Enzyme-powered soft robots: Harnessing biochemical reaction for locomotion

Abstract

Enzymes have been known as “renewable resources” in cellular processes (in vivo) for more than a century, and are applied in a wide range of fields, including pharmaceuticals and food, particularly through in vitro approaches. This study explored using an enzymatic reaction as the power source for soft robots (here, robots fashioned from silicone). Soft robots powered by pneumatic pressure deform flexible materials in response to internal pressure changes, thereby inducing robot motion. Traditionally, the primary operational principle involved controlling internal pressure using a compressor, creating challenges related to device enlargement, weight, and electric power consumption.

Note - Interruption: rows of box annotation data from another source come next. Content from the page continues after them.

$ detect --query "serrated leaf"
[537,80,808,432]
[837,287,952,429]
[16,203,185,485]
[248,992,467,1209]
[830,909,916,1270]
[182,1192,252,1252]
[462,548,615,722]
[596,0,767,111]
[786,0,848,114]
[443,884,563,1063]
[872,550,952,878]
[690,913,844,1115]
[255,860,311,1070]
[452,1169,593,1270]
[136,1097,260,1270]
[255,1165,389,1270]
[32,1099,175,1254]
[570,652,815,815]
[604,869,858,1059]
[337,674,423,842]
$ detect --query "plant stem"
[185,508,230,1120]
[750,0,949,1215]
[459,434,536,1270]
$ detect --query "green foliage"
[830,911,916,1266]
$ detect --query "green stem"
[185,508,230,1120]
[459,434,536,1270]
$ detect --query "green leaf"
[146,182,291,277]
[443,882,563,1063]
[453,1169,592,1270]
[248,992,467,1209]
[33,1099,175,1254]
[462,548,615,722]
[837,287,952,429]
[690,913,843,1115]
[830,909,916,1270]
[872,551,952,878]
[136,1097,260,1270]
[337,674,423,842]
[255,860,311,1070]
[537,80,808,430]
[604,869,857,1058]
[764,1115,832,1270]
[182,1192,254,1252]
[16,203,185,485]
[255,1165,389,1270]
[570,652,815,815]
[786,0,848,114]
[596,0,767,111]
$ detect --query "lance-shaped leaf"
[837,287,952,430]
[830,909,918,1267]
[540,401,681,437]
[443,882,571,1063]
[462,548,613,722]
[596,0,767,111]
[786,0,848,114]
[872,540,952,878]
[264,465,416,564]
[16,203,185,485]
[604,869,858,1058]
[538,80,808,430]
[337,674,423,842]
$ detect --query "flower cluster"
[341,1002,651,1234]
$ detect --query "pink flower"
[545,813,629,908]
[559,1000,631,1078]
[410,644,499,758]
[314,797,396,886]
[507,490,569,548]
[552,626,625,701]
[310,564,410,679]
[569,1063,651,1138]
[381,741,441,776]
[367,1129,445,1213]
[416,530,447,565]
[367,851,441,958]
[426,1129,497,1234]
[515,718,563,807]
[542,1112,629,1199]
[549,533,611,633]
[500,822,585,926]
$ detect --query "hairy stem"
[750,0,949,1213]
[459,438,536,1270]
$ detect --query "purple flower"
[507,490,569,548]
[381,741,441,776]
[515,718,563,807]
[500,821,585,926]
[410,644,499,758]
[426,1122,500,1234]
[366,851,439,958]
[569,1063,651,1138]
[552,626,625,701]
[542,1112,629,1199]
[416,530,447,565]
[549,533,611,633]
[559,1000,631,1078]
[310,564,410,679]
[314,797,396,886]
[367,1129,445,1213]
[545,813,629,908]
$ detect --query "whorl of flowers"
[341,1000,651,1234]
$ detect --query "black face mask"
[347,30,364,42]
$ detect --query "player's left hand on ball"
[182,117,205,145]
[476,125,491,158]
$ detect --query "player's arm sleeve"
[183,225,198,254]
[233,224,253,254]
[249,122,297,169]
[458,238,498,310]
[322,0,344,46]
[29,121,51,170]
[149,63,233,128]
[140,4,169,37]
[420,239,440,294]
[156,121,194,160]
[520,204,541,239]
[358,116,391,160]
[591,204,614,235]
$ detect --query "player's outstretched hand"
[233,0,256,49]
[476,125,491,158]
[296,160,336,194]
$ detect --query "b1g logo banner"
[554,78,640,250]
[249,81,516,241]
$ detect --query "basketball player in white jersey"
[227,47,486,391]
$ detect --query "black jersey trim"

Here, as an alternative, we operated a pneumatically driven soft robot by applying the O2 gas generated from decomposition of H2O2 catalyzed by the ubiquitous enzyme catalase. The generation of O2 gas was influenced by the catalase concentration, H2O2 concentration, and the supply-rate of H2O2. Operational tests on a silicone-rubber soft arm suggested controllability of its velocity and number of operational cycles by modifying the enzymatic reaction conditions. Our findings demonstrate the utility of the catalase-catalyzed reaction as a power source for soft robots, thereby showcasing novel prospects for enzyme applications.